Marcella Burke joined Daniel Romito on PetroNoia to explain the legal origins and regulatory impact of the EPA’s 2009 “endangerment finding,” including the related “cause or contribute” determination. She traces the issue back to the Clean Air Act’s endangerment language and the U.S. Supreme Court’s decision in Massachusetts v. EPA (2007), which held that greenhouse gases can fall within the Act’s broad definition of “air pollutant,” while also requiring the EPA either to make an endangerment determination or explain why the science was too uncertain to do so.
The episode focuses on what the Administration is proposing in 2025: rescinding the EPA’s prior agency determination that current and projected CO₂ concentrations endanger public health and welfare. Marcella describes this as both a legal shift, i.e., rewriting the agency’s understanding of the Clean Air Act endangerment framework as applied to greenhouse gases, and a major policy change in how the federal government approaches greenhouse gas regulation going forward.

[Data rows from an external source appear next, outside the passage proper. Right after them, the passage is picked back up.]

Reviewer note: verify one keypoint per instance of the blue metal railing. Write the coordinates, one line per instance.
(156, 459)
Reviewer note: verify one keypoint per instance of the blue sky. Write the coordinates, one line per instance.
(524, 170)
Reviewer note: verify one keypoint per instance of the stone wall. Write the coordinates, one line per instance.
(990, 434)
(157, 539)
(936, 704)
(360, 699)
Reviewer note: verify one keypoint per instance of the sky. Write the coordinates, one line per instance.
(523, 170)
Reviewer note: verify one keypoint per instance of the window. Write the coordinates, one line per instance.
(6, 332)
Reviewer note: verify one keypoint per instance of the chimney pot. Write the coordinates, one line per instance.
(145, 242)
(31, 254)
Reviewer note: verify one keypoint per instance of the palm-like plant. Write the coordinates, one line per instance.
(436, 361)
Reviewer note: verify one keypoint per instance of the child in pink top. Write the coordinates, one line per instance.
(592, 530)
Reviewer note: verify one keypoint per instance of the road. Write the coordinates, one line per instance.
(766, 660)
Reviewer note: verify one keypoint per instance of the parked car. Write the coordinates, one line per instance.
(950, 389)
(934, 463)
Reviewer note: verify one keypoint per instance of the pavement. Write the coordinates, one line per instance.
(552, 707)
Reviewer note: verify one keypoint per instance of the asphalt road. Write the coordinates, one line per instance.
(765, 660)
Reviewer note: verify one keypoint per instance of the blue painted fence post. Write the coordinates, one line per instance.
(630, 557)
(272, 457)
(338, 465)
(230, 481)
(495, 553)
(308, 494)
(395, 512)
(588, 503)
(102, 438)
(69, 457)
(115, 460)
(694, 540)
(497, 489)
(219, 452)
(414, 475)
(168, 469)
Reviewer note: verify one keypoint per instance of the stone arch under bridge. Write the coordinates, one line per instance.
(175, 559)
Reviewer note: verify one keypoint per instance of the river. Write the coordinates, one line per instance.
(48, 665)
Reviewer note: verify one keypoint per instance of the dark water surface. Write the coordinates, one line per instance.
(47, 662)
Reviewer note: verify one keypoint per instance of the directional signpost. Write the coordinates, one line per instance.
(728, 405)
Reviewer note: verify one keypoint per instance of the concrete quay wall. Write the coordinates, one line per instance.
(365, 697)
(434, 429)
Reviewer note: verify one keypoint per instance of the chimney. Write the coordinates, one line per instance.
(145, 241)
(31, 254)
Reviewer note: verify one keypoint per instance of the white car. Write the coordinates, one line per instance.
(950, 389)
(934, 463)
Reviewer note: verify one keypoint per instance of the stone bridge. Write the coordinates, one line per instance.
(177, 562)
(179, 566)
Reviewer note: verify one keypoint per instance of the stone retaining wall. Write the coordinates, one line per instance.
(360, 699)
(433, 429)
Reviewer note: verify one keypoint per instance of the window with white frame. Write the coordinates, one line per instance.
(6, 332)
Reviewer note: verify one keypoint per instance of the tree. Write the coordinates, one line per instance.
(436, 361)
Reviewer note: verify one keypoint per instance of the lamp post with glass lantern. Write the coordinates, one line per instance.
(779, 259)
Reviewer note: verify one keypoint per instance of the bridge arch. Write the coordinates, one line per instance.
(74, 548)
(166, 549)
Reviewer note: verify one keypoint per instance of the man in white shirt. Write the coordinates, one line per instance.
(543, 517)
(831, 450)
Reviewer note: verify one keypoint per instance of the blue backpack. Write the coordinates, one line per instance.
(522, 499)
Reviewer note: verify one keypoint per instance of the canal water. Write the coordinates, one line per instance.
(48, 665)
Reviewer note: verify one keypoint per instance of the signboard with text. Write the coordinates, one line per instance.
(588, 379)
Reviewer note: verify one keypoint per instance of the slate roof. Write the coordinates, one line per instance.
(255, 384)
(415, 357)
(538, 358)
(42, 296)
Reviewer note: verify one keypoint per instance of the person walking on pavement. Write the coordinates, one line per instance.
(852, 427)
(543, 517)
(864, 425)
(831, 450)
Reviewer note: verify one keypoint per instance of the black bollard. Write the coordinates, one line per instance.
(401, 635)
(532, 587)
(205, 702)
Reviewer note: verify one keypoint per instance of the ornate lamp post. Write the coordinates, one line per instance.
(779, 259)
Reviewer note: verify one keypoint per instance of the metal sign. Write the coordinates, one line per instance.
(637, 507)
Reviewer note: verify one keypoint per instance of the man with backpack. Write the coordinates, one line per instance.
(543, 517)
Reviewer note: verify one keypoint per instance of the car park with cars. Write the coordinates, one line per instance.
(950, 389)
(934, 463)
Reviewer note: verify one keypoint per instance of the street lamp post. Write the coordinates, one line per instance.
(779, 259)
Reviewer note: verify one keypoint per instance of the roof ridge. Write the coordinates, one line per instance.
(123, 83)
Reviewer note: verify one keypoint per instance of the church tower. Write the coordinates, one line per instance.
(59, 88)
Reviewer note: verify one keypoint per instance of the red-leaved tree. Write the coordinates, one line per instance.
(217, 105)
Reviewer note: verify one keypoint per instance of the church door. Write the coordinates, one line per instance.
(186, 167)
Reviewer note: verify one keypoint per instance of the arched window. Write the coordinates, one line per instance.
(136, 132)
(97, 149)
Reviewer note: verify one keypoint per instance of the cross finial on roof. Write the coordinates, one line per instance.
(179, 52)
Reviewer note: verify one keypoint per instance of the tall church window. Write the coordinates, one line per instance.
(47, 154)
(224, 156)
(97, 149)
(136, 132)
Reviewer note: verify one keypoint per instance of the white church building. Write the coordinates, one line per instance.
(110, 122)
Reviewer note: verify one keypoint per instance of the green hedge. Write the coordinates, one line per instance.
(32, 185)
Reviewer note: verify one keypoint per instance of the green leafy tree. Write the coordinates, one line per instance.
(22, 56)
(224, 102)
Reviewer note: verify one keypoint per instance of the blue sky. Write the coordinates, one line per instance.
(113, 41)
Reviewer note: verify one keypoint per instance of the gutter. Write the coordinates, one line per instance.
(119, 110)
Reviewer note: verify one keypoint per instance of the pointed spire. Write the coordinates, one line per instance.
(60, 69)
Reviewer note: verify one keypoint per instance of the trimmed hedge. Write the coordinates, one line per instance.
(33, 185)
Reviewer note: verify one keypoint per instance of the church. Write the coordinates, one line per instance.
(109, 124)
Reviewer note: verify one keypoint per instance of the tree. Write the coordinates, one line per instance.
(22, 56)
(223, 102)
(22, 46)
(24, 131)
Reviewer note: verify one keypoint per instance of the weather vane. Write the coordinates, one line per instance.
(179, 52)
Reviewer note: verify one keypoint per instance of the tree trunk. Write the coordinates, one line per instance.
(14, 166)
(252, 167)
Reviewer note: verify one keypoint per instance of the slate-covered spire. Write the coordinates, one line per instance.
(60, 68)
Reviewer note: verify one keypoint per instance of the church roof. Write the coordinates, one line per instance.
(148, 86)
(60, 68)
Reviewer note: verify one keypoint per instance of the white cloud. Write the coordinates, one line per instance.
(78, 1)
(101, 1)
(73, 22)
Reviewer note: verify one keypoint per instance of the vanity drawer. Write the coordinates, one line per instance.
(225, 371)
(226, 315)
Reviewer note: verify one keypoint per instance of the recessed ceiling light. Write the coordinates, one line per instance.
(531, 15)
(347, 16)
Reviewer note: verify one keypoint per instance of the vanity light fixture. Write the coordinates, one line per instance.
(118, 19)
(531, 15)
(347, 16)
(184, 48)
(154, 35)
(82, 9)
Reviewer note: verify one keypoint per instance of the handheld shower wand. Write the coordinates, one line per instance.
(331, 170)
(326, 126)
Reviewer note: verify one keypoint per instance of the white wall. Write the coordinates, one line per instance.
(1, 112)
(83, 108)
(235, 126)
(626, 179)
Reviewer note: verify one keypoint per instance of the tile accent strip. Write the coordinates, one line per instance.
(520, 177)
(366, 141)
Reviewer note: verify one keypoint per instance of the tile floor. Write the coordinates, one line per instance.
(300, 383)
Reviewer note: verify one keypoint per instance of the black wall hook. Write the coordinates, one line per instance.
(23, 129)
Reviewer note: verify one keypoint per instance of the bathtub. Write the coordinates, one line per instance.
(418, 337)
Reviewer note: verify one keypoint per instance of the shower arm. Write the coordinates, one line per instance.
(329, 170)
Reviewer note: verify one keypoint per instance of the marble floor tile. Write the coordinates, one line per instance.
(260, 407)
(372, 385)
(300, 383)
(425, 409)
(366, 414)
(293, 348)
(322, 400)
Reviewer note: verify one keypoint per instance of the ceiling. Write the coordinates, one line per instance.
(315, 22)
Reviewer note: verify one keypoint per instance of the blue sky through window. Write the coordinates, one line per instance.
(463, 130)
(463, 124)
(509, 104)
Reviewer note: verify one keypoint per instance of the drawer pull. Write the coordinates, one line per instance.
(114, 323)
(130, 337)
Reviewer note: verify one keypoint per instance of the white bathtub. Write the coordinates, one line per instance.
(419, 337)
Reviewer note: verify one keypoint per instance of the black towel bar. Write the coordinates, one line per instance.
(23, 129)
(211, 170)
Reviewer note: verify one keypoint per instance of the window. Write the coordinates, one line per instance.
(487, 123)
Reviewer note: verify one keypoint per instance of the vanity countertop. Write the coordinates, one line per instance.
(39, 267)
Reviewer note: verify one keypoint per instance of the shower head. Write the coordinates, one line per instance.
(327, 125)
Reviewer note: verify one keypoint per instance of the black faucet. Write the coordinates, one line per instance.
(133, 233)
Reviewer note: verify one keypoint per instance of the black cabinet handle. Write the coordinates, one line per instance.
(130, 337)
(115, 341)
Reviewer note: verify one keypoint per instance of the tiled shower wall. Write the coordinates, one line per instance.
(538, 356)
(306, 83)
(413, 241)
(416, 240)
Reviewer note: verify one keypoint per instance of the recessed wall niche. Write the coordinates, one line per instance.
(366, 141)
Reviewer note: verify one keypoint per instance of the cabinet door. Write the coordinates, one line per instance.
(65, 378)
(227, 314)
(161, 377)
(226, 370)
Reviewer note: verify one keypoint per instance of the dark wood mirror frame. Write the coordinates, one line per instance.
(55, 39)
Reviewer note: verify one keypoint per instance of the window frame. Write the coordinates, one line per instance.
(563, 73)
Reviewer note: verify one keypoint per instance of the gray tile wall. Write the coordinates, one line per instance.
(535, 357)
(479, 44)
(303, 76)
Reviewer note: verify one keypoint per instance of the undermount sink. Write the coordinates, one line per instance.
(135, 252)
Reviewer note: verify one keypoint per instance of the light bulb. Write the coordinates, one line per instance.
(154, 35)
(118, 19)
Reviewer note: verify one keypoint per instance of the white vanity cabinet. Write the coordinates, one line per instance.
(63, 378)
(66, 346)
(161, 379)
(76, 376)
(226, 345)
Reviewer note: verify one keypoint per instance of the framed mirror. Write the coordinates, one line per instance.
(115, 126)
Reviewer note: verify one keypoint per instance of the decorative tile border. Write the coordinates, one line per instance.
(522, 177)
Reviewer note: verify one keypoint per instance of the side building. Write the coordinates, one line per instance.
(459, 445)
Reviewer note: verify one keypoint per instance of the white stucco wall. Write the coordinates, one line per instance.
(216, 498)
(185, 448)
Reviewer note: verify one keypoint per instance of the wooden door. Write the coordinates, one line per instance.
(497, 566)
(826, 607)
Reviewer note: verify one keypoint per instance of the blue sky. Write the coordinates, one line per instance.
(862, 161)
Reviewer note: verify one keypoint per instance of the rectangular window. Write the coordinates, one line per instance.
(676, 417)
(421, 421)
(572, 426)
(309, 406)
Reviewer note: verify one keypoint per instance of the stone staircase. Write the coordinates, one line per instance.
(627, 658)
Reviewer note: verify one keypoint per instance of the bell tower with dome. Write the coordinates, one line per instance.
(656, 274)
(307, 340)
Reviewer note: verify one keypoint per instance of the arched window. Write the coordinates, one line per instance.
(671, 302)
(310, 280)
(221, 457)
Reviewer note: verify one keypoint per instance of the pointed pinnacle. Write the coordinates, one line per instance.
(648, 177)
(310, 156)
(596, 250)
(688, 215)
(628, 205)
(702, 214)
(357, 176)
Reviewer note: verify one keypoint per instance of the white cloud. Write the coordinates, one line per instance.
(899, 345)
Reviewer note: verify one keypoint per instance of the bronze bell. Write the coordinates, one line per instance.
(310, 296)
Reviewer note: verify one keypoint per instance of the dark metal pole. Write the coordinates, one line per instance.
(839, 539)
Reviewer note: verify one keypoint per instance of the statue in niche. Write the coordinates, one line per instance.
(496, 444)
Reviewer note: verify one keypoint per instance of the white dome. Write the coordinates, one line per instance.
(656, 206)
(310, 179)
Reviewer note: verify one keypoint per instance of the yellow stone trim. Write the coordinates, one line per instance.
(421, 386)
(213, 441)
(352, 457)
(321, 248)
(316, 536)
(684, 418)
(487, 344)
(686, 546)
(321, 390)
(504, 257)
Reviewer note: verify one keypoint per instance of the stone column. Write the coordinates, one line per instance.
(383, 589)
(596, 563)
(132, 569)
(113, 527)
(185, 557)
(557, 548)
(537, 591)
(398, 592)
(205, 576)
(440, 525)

Marcella and Romito also discuss expected litigation and the role of the Administrative Procedure Act (APA), including the importance of agency process and building a defensible administrative record when reversing a long-standing rule. They address practical implications for regulated entities, with particular emphasis on vehicle greenhouse gas standards and permitting requirements (including best-available control technology analyses), as well as likely state-level pushback and the continued evolution of climate litigation strategies, including Suncor Energy v. Boulder County.